Una de las ideas más valiosas de nuestra cultura es el respeto a la diversidad. El mundo está poblado por personas de todas las maneras imaginables. Esto es una riqueza que conviene mantener, un don de la naturaleza que conviene disfrutar y, en ningún caso, debería ser motivo de disputa, persecución o desprecio. En una ciudad mediterránea de este maravilloso país llamado España, cerca de la oficina donde trabajé varios años, existe un establecimiento donde la gente acude a hacerse tatuajes. Las personas llegan, exponen su deseo de ser tatuadas, se tienden en una camilla a la vista de todo el que pasa por la calle e incorporan a su piel un dibujo que antes no tenían. Una de las personas empleada allí, un hombre de edad indefinida entre los treinta y los cincuenta años, tenía tatuado cada centímetro visible de su cuerpo —ya se ocupaba él de ir bien afeitado y llevar camisetas de manga corta y bermudas para que se vieran bien los tatuajes—, pero, no contento con eso, cuando se quedó sin piel disponible, se rapó la cabeza y se tatuó también el cuero cabelludo. Luego, aún insatisfecho, se colocó piercings en las orejas, la nariz y los labios, deformando completamente el ser que era, como si no quisiera parecerse a sí mismo. Hoy día no lo reconocería su madre si pasara por allí. Pues bien, ese hombre, que no quiero ver como atormentado —de hecho, no lo parecía—, resulta valioso y merece todo nuestro respeto aunque no compartamos sus gustos. Lo mismo podríamos decir de tantísimas personas diferentes a nosotros en apariencia, que luego todos tenemos la sangre del mismo color y necesidades de cariño semejantes. 

Según los expertos, el planeta Tierra acoge en la actualidad a más de 8.000 millones de personas, cada uno de su padre y de su madre, no hay dos iguales.
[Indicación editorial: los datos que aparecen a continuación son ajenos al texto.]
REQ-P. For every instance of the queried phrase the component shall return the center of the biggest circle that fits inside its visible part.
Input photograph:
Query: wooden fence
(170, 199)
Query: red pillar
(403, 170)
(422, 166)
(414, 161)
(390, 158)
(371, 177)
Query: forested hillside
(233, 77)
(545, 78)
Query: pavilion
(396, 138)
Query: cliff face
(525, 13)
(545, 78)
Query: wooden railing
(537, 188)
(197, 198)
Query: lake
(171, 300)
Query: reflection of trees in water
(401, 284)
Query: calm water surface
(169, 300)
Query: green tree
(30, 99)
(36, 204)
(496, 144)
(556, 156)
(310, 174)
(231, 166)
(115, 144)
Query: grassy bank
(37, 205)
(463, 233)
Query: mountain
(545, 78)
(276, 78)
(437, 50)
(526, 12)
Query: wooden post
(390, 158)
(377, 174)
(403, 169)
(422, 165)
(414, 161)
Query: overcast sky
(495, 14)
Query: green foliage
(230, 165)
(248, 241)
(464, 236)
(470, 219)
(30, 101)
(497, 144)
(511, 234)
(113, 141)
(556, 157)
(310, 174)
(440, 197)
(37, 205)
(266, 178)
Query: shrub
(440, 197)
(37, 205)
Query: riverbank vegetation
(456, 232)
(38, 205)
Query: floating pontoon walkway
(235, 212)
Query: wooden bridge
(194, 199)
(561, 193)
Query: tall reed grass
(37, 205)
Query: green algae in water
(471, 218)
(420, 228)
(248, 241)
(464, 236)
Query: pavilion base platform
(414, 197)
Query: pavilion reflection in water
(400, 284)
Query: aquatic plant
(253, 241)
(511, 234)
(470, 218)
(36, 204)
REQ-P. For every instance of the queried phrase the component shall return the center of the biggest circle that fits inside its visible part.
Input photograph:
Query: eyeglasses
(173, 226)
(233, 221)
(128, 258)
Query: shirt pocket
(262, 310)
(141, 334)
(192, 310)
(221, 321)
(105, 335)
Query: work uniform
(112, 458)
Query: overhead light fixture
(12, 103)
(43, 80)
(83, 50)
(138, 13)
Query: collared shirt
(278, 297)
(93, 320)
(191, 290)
Incluso entre los gemelos nacidos del mismo óvulo pueden encontrarse diferencias, a menudo en el iris del ojo, y definitivamente en el carácter, pues siempre habrá uno más dado a la acción y otro más introspectivo e inclinado a la observación. Qué riqueza, lo humano: en su variedad nos ofrece un espectáculo que nadie debería perderse. La sociedad de consumo y de masas intenta uniformarnos, crearnos a todos los mismos hábitos, hacernos esclavos de las modas y, por consiguiente, vestirnos de la misma manera, hacernos ir a los mismos sitios y pasar de la misma forma nuestro tiempo libre, esa parte del día donde se descansaba y ha desparecido por la invasión de las compañías tecnológicas (trabajamos gratis para ellas). Frente a este intento de dominación de nuestra libertad hay personas que se rebelan, más de las que podamos pensar. Son los creadores, los imaginativos, aquellos que nunca han olvidado el niño que fueron y son capaces de jugar con otros y con las ideas que se les ocurren, con los hijos de su imaginación. Cuando aquel profesional del tatuaje transformaba su cuerpo seguía una moda de la forma más extrema posible, pero al mismo tiempo ofrecía su piel a la creatividad suya y de otros y expresaba su rebeldía a los comportamientos más conservadores.

Nuestras ciudades nunca han sido nuestras. Nosotros no tenemos ningún derecho de propiedad de las calles y de las casas de los otros. Los índices de natalidad de las mujeres europeas han descendido por razones que a nadie se le escapan —uno de ellos, nuevo de pocos años, es la preocupación por el futuro del planeta y, por lo tanto, por la vida de ese niño si nace—, pero todos los países desarrollados necesitan población, sobre todo trabajadores. Ese aporte demográfico está viniendo de otros continentes. Nuestras localidades se llenan de familias nuevas poseedoras de otras culturas que tienen el mismo derecho que nosotros a estar aquí y a hablar su lengua. Son diferentes, diversos, pero iguales a nosotros, tan humanos como cualquiera y merecedores de nuestro respeto. No vienen a quitarnos nada. Nuestra sociedad, ahora, es multirracial y de apariencia abigarrada, nunca ha sido tan rica ni ha estado tan llena de atractivos. La diversidad cultural es una riqueza que todos, sin excepción, debemos apoyar.